3. A total of 35 ascites or peritoneal washing samples from 33 patients were used for DTC enrichment, isolation, and in vitro culture. DTCs were successfully cultured in vitro in 28 samples, with 15 samples achieving cell amplification over 10⁷ cells. The maximum proliferation generation was 19 passages, and the maximum culture duration was 129 days. Short-term CTC expansion occurred in 3/15 blood samples, with a maximum proliferation generation of 4 passages and a longest culture duration of 48 days. Drug sensitivity remained stable within 10 passages. DTCs and CTCs derived from the same patient showed consistent sensitivity profiles to cisplatin, with no significant differences observed (P > 0.05). Patient-derived cell lines mirrored clinical drug sensitivity. Cell lines derived from patient 015 demonstrated a lower cisplatin IC50 (12.94μM vs. 33.08μM) and significantly reduced viability at equivalent cisplatin concentrations (P = 0.0126), consistent with its superior clinical response compared to patient 020. Drug sensitivity data of patient-derived cell line from patient 016 explained the patient’s clinical response to chemotherapy regimens and provided predictive evaluations of therapeutic efficacy.

Conclusion

1. This study is the first to implement ctDNA and CTC detection in MOGCT patients, validating the feasibility of personalized ctDNA monitoring based on tumor mutational profiles and label-independent CTC enrichment methodologies.
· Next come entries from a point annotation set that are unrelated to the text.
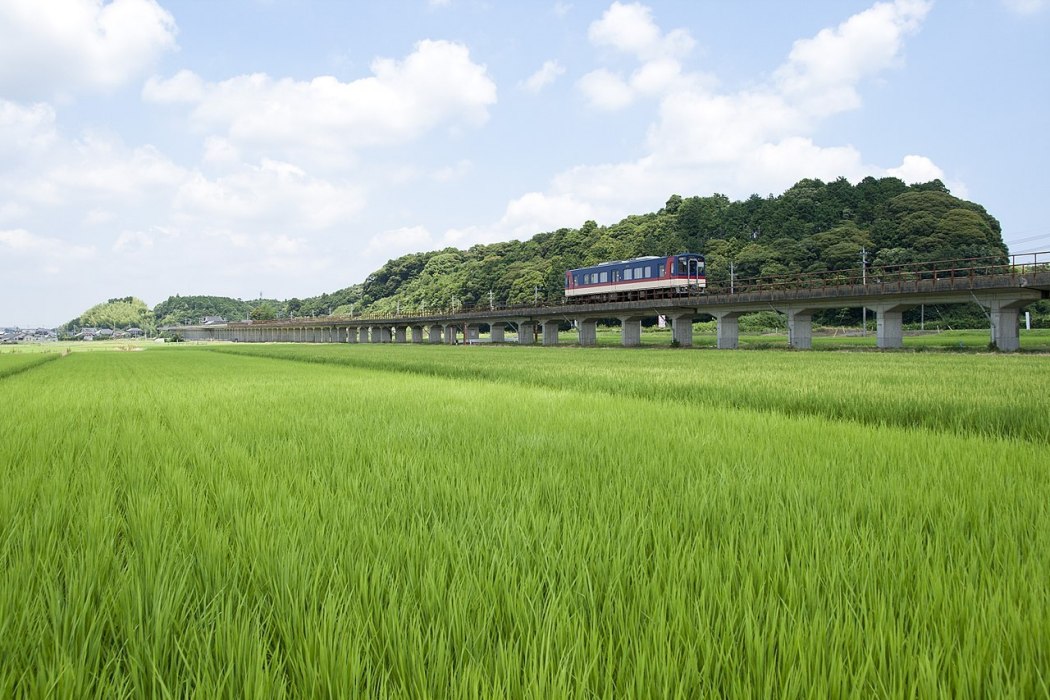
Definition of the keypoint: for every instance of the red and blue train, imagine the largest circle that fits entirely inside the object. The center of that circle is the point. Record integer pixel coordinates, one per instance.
(652, 277)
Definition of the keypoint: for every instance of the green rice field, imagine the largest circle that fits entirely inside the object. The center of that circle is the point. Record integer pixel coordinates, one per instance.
(397, 521)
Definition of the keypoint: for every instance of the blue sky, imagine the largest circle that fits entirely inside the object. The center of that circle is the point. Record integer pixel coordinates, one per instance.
(284, 148)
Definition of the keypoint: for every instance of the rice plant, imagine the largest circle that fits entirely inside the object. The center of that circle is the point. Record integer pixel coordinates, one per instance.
(184, 522)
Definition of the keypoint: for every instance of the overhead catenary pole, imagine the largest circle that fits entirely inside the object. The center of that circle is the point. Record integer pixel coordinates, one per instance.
(863, 278)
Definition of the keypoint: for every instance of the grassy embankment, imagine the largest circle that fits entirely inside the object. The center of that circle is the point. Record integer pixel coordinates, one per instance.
(524, 522)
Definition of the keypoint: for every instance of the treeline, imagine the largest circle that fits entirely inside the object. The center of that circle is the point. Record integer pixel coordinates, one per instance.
(121, 313)
(813, 227)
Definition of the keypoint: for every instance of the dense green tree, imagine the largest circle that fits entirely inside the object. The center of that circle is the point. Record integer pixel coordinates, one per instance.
(264, 312)
(117, 314)
(812, 227)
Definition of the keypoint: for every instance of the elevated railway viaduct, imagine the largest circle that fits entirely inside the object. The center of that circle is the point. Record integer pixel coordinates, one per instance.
(1001, 290)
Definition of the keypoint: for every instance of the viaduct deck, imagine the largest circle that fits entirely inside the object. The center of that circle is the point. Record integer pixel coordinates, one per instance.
(1001, 290)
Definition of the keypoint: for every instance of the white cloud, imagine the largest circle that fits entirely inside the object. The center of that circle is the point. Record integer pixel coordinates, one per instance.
(1026, 7)
(184, 86)
(324, 120)
(917, 169)
(59, 47)
(130, 242)
(630, 28)
(524, 217)
(25, 129)
(548, 72)
(273, 194)
(398, 241)
(822, 73)
(756, 140)
(606, 90)
(21, 241)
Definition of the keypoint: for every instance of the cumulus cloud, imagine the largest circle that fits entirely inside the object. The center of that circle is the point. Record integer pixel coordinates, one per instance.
(524, 216)
(273, 193)
(1026, 7)
(548, 72)
(25, 129)
(398, 241)
(59, 47)
(630, 28)
(21, 241)
(822, 73)
(756, 140)
(326, 119)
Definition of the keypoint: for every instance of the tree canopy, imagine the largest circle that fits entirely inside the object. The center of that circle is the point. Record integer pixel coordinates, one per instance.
(812, 227)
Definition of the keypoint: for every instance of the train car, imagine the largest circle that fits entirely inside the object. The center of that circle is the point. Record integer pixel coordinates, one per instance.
(652, 277)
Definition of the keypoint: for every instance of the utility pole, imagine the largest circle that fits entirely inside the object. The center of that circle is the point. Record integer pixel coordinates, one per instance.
(863, 278)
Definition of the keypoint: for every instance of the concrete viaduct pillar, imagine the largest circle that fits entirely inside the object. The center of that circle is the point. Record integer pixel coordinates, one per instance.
(681, 329)
(728, 329)
(549, 332)
(587, 331)
(1003, 312)
(888, 323)
(630, 331)
(799, 327)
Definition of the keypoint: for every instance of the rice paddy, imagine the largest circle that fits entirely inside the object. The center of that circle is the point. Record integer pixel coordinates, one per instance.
(387, 521)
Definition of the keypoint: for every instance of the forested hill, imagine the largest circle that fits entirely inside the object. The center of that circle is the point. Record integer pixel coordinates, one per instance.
(813, 227)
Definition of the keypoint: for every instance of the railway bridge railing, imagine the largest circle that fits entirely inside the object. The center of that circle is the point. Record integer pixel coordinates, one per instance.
(1002, 287)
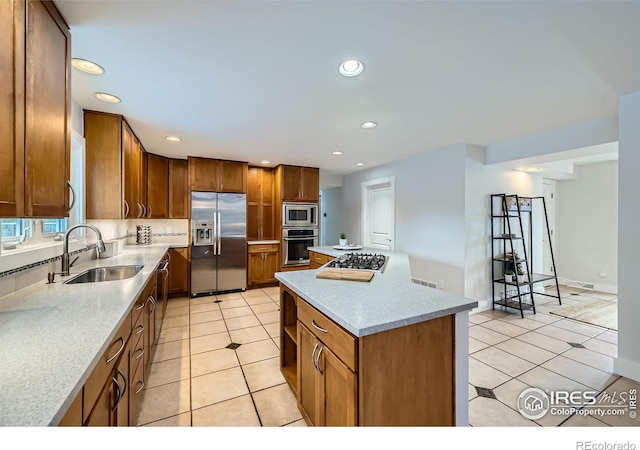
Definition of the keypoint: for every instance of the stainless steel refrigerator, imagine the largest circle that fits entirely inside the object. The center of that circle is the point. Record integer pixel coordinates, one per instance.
(218, 242)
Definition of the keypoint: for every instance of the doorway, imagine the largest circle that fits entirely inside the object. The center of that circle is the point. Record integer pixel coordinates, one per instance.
(548, 189)
(378, 214)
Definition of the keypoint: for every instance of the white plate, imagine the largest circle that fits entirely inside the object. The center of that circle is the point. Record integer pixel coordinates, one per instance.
(347, 247)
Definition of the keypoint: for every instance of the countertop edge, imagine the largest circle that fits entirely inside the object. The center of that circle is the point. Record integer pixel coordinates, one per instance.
(59, 415)
(361, 332)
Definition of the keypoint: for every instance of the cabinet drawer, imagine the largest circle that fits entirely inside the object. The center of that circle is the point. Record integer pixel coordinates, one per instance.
(137, 338)
(263, 248)
(332, 335)
(135, 394)
(107, 362)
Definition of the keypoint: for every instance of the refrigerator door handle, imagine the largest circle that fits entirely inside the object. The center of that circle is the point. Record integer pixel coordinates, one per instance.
(219, 232)
(214, 239)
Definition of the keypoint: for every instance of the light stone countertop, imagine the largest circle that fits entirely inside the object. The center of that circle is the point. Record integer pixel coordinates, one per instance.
(52, 336)
(390, 300)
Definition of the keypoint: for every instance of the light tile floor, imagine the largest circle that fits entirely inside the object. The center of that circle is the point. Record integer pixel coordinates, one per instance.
(195, 380)
(508, 354)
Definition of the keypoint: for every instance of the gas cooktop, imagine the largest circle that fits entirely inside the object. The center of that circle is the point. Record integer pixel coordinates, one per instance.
(360, 261)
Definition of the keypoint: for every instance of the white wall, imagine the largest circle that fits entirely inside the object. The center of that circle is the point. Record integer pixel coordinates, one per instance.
(587, 225)
(430, 217)
(482, 181)
(628, 361)
(333, 224)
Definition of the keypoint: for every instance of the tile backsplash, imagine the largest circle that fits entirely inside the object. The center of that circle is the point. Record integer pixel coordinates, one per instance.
(23, 268)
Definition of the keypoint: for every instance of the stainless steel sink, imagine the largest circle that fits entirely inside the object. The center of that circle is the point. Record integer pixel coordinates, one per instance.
(109, 273)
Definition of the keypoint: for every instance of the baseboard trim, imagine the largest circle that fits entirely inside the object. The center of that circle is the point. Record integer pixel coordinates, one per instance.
(600, 287)
(626, 368)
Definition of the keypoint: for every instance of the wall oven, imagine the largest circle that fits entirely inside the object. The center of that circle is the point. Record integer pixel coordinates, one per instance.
(300, 215)
(295, 245)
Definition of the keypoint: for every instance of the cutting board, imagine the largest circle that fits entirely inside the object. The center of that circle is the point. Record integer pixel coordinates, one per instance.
(345, 274)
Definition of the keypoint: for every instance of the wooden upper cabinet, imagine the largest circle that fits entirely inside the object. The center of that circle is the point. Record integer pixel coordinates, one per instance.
(299, 183)
(216, 175)
(260, 217)
(47, 111)
(12, 108)
(35, 110)
(158, 189)
(178, 189)
(114, 168)
(105, 142)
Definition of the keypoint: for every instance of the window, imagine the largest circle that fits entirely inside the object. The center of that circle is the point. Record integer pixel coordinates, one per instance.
(54, 226)
(12, 227)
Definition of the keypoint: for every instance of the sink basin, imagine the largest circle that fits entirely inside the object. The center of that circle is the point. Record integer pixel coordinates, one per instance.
(109, 273)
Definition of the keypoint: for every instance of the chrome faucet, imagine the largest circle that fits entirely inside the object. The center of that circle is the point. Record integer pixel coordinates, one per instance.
(65, 247)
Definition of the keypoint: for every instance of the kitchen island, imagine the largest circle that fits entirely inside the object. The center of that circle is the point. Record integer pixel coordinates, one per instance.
(384, 352)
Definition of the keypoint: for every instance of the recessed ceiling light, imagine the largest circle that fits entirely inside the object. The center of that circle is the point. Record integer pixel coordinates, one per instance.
(107, 97)
(351, 68)
(87, 66)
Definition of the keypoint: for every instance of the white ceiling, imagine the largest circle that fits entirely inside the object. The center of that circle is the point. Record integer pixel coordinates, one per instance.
(258, 80)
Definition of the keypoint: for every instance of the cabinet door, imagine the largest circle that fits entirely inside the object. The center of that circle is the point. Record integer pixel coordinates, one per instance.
(266, 205)
(11, 108)
(47, 111)
(308, 388)
(178, 189)
(178, 271)
(121, 405)
(271, 266)
(310, 184)
(132, 211)
(101, 415)
(203, 174)
(232, 176)
(290, 190)
(338, 393)
(105, 138)
(255, 269)
(157, 180)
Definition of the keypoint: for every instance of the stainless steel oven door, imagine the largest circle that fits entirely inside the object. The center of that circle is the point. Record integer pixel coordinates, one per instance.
(295, 245)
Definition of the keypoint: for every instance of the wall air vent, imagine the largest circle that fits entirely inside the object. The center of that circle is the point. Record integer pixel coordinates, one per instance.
(581, 284)
(430, 284)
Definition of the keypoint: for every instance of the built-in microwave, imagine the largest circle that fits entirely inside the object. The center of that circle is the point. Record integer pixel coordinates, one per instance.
(299, 214)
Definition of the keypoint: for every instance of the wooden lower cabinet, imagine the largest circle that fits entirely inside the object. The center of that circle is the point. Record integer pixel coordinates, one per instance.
(178, 272)
(112, 406)
(112, 394)
(263, 263)
(400, 377)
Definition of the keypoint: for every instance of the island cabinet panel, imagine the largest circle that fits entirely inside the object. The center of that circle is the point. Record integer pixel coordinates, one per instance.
(407, 375)
(399, 377)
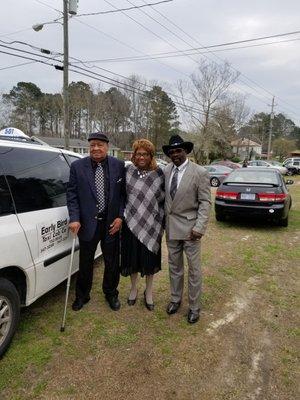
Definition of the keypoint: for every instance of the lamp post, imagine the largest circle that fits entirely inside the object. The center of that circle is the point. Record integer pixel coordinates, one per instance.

2. Post-treatment ctDNA status correlates with prognosis in MOGCT patients, and longitudinal ctDNA dynamics may aid in treatment response assessment and recurrence monitoring.

3. In MOGCT patients, peripheral blood baseline CTC counts show significant association with mIGCCCG risk stratification, while post-treatment CTC clearance predicts survival outcomes.

4. In MOGCT patients, DTCs isolated by the label-free CTC enrichment method from ascites and peritoneal washings can be cultured in vitro to establish personalized cell lines. Drug sensitivity profiles of patient-derived cell lines correlate with clinical treatment efficacy, supporting their utility for predictive therapeutic evaluation.